At the end of the nineteenth century some of the first academically-trained American artists began to visit Taos, later to form the Taos Society of Artists. After the Taos Society disbanded in 1927, Taos remained a thriving arts center with major American Modernists passing through to experience the Southwest for themselves. Many of these artists were already active in the New York art scene based around the gallery of visionary photographer Alfred Stieglitz. These same artists were drawn West to the salon of patron Mabel Dodge Lujan, who was also connected with Stieglitz and whose early embrace of Modernism provided early support for many of twentieth-century America’s most innovative figures. Taos was also the birthplace of the Transcendental Painting Group, but the group was not tied to Taos, with members active in Santa Fe, Albuquerque and Cathedral City, California among other places. In 1917 the New Mexico Museum of Art opened, signaling New Mexico as a destination that valued and supported the arts, and thus drew numerous artists from across the country to live and work here. Santa Fe then began to cultivate an artistic identity distinct from Taos, and the artists working here formed their own groups, including Los Cinco Pintores in the 1920s and the Rio Grande Painters Group a generation later.

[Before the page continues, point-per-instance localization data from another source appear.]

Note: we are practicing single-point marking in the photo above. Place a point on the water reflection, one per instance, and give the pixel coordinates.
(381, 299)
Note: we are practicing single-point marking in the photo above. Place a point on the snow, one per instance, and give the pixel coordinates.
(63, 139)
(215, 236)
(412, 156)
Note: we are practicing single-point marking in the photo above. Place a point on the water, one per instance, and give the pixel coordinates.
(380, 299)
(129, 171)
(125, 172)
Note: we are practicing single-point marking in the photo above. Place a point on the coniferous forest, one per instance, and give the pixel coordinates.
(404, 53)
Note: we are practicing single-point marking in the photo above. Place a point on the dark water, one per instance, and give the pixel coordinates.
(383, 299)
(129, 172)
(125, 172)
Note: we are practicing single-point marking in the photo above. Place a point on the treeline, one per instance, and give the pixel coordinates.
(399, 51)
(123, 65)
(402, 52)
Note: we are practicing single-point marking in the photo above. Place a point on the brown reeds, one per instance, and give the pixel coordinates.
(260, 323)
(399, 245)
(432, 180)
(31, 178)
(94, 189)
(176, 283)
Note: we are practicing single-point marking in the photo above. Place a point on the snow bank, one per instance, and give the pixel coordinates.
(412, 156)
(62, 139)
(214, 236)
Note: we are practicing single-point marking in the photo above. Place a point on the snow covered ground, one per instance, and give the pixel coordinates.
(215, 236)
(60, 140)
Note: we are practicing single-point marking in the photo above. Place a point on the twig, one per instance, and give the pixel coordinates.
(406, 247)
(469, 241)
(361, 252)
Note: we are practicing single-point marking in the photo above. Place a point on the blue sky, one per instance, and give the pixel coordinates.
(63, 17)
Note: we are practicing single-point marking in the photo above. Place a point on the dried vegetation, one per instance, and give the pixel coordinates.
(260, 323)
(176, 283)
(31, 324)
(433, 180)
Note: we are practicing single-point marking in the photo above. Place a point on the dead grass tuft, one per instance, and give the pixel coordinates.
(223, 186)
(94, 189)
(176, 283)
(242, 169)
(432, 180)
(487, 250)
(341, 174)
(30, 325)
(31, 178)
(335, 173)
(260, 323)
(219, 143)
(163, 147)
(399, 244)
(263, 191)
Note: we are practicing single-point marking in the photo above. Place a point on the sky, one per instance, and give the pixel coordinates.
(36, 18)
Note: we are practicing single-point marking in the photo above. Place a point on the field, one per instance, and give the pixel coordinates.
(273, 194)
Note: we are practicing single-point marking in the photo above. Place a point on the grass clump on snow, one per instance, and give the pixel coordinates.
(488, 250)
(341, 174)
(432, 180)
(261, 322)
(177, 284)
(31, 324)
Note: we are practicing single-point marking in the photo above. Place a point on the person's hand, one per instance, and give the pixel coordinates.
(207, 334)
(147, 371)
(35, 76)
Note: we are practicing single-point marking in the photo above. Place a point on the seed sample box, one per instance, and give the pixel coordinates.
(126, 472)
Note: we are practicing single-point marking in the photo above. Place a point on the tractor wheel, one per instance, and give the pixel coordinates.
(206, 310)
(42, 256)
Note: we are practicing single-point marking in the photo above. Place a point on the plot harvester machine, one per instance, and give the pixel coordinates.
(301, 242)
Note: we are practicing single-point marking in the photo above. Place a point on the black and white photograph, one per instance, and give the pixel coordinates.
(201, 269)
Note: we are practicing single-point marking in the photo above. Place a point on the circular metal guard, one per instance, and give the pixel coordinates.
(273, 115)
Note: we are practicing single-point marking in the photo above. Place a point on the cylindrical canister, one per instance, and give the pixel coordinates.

Most of these groups were formally active for only a short period of time. The artists in this exhibition were already creating significant works before joining their respective communities and these works of art reflect that wide scope of work. Once the formal community system was no longer useful, the creative vision of the artists involved did not die out.

Juxtaposing these five groups offers a close comparison of the characteristic ways each group engaged the unique culture and landscape that drew them to New Mexico.